Saturday, January 10, 2015

Franklin Gently Proselytizes for Unitarianism

In my last post I wrote "[Ben Franklin] seemed to gently proselytize for unitarian sermons and expressed concerned at least one of those ministers was properly supported."

Regarding the latter assertion, I noted Franklin's letter to John Calder (one that denies certain parts of the Bible as divinely inspired) where in 1784 he wrote:
By the way how goes on the Unitarian Church in Essex Street? and the honest Minister of it, is he comfortably supported?
That "honest Minister" was none other than the legendary Theophilus Lindsey.

What about the "gentle proselytizing"? In 1774, when Lindsey started the Unitarian Church in Essex Street, Franklin enclosed, in a letter to an orthodox Christian correspondent, Lindsey's "The Book of Common Prayer Reformed According to the Plan of the Late Dr. Samuel Clarke …[,] the new liturgy that Lindsey devised for his Unitarian congregation in London...."

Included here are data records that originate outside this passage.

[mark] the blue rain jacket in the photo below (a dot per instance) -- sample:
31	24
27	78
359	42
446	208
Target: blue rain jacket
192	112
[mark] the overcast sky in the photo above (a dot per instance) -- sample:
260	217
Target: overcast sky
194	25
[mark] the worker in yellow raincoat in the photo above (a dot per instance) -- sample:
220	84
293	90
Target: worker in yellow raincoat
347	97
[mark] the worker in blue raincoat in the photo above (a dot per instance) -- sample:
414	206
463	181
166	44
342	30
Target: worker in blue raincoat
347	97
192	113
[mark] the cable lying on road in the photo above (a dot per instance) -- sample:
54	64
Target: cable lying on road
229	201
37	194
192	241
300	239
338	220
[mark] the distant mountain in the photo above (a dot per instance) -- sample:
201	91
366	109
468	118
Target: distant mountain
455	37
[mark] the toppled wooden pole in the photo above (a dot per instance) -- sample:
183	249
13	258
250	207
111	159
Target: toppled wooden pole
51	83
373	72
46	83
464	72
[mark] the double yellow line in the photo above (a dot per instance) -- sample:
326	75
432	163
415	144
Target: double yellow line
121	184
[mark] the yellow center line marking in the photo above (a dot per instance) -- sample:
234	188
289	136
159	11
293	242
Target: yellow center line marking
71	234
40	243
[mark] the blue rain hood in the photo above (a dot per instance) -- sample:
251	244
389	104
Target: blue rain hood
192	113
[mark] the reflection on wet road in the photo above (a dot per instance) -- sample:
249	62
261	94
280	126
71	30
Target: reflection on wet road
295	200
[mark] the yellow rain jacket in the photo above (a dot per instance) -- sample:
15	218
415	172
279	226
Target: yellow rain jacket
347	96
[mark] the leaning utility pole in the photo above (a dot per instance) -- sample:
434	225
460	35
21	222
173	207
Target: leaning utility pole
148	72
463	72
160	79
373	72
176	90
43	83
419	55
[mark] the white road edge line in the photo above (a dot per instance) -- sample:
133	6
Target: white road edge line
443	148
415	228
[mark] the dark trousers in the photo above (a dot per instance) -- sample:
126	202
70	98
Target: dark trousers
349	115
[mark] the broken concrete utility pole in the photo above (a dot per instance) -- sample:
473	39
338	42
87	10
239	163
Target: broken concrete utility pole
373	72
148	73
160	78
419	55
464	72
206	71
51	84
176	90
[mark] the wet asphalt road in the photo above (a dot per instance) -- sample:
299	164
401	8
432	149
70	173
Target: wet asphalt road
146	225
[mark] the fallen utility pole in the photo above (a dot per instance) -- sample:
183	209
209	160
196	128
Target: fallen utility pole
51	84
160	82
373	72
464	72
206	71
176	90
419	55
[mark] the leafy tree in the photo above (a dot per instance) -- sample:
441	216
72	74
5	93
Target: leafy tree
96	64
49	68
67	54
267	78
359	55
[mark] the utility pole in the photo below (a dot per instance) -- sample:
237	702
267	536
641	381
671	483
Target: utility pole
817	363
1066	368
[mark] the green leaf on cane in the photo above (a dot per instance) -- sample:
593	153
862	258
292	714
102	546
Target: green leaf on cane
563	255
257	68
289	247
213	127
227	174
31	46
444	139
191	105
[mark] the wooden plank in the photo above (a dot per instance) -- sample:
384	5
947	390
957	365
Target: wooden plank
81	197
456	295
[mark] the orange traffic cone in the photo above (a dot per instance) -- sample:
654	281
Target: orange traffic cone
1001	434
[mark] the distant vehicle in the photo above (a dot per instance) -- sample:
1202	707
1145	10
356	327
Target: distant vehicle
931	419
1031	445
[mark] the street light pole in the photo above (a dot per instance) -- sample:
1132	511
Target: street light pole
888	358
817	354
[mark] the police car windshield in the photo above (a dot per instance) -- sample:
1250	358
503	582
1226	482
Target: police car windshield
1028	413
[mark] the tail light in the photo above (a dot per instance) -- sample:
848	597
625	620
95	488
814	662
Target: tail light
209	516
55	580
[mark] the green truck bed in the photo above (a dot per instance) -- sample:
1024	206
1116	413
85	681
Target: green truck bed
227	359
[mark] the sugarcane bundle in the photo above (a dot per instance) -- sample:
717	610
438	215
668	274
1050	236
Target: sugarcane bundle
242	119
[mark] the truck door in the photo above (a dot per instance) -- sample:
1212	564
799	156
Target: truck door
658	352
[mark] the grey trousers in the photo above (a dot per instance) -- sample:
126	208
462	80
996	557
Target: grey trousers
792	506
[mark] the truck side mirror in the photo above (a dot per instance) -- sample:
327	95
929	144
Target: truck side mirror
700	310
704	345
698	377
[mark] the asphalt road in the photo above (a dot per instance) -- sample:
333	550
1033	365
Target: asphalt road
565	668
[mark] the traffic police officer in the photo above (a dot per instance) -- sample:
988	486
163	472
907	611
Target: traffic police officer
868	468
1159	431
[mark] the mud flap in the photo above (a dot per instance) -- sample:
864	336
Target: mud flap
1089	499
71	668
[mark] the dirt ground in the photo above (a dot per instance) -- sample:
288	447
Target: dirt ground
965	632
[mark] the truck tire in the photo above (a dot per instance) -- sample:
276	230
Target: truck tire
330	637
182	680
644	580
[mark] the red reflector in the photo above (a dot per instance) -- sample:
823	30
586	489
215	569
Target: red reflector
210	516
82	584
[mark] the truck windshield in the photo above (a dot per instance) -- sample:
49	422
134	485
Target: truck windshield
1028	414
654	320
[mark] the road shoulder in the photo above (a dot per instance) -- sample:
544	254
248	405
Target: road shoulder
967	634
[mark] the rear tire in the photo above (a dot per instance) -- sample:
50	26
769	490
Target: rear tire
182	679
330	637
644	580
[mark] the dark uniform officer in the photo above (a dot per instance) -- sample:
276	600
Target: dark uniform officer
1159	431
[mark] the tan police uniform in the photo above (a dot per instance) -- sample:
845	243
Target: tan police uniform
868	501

To which the orthodox Thomas Coombe replied:
Mr. Lindsey’s production was a curiosity that I had for some time been wishing to see. I had heard of his fame, but knew nothing of his particularities, till I saw his book, which appears to me to be the weak effort of a discontented and disordered mind. Dr. Clarke, you remember, proposed some alterations in our Common-Prayer Book; but the dreadful elisions which Lindsey has made, shew that he disapproves of the spirit of the whole.1
In short, the gentle proselytizing failed.